Changing repository type

Hello,

I’m interested to start using kopia and wanted to see if a particular scenario was feasible (sorry it’s perhaps obvious to those already using kopia but I wasn’t sure from what I’ve gleaned from the documentation and skimming through the forum here)

If I am interested in backing up to a remote location that I can connect to over SFTP but the connection is comparatively slow, could I start off doing my backup with the repository locally and then physically take the hard disk to the remote location and access that same repository remotely over SFTP? (once I plug the hard disk into the remote server)
My rationale is that I’d get the majority of the backup volume done first locally and then the incremental updates would use much less data over the remote connection.
Is that practical and are there any steps I should be aware of to achieve this?
Many thanks!
Neil

I guess this should work if you do the local backup also via SFTP, for example to sftp://127.0.0.1.
Then

  • move the disk to the new machine
  • disconnect from the old repository
  • connect to the repository using the new IP

Note that I did not try this.

1 Like

There are two types of repositories: cloud-based (s3, gcs, azure, b2) and non-cloud based (everything else).
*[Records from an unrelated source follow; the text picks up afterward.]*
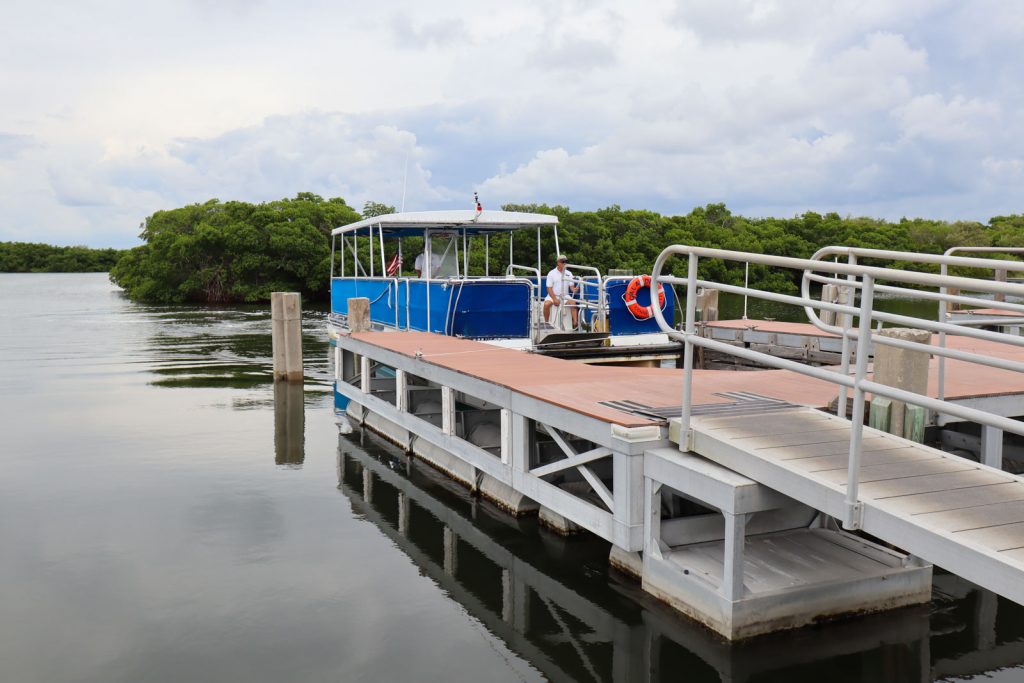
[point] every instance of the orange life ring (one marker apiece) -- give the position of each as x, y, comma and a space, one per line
642, 312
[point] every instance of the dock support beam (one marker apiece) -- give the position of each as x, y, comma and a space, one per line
735, 537
991, 446
286, 336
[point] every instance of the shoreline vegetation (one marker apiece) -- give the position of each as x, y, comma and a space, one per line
36, 257
238, 252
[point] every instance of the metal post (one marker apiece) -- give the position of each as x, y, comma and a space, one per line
747, 285
852, 520
400, 390
845, 358
689, 330
943, 308
366, 386
539, 260
334, 241
448, 411
427, 263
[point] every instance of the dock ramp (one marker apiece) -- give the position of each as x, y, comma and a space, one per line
958, 514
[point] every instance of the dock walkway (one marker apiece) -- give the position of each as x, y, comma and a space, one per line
962, 515
578, 439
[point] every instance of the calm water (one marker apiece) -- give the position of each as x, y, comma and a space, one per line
164, 518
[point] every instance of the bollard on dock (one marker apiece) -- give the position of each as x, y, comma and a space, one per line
286, 316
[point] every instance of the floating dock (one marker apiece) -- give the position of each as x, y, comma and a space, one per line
739, 531
735, 497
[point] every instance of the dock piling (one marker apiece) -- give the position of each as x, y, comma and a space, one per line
902, 369
286, 317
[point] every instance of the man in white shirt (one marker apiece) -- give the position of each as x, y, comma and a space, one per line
560, 285
435, 264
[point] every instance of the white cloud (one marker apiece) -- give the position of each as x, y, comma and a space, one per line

Cloud repositories use simple flat structure without subdirectories and perform simple writes because underlying providers have horizontal scalability and atomic writes.

Non cloud repositories use sharded subdirectories and rely on temporary files and rename operations to ensure atomic writes.

You can copy data within each type freely (for example move data from b2 bucket to azure container) and the repository will work fine. Moving from file system to sftp or vice versa will also work.

Now to move between cloud and non cloud you can use kopia repository sync-to command from a connected repository. This will move data using blob storage providers inside Kopia which will perform necessary changes to either flatten or shard the repository.

Fantastic! Thanks for confirming those details - it’s greatly appreciated.